I'm just a little bit curious about your definition of _addressable byte_.

@vnikolov @brouhaha @AmenZwa @larsbrinkhoff @dimpase @trofi I'm not sure what the confusion is? A byte on the PDP-10 is variable size.

@vnikolov @brouhaha @AmenZwa @amszmidt @dimpase @trofi The "address" (if one accepts the definition) of a byte is a 36-bit word called a "byte pointer." It consists of a word address, byte size, and byte offset inside the word. All instructions that deal with bytes accept this "address".

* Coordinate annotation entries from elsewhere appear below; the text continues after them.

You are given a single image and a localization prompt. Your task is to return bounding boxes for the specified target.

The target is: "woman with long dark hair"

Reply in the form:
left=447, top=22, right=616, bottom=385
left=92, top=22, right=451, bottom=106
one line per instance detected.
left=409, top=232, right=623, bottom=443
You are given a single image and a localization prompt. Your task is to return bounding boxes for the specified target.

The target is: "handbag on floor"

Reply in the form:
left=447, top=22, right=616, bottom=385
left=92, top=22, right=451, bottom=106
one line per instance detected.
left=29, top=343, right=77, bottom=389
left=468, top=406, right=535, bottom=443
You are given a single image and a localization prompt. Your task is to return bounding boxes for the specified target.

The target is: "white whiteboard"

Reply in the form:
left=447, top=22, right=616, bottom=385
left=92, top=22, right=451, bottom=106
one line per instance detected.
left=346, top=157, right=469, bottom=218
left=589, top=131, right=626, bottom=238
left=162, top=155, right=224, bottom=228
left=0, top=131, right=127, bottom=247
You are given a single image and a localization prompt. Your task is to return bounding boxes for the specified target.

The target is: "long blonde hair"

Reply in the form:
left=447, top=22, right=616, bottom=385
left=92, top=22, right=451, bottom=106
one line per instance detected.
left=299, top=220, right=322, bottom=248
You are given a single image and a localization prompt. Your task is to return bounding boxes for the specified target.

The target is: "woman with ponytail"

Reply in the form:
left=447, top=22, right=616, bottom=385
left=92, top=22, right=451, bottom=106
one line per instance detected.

@vnikolov @brouhaha @AmenZwa @amszmidt @dimpase @trofi I can see someone might object to this definition because byte pointers are only useful with a handful of instructions, not across the full instruction set. Surely it would be possible to come up with a definition of "address" that excludes byte pointers.

@larsbrinkhoff @brouhaha @AmenZwa @amszmidt @dimpase @trofi

larsbrinkhoff@mastodon.sdf.org> I can see someone might object to this definition because byte pointers are only useful with a handful of instructions, not across the full instruction set. Surely it would be possible to come up with a definition of "address" that excludes byte pointers.

Right.
And those who are that way inclined may conversely widen the definition to consider each bit addressable (with a pinch of biwise operations).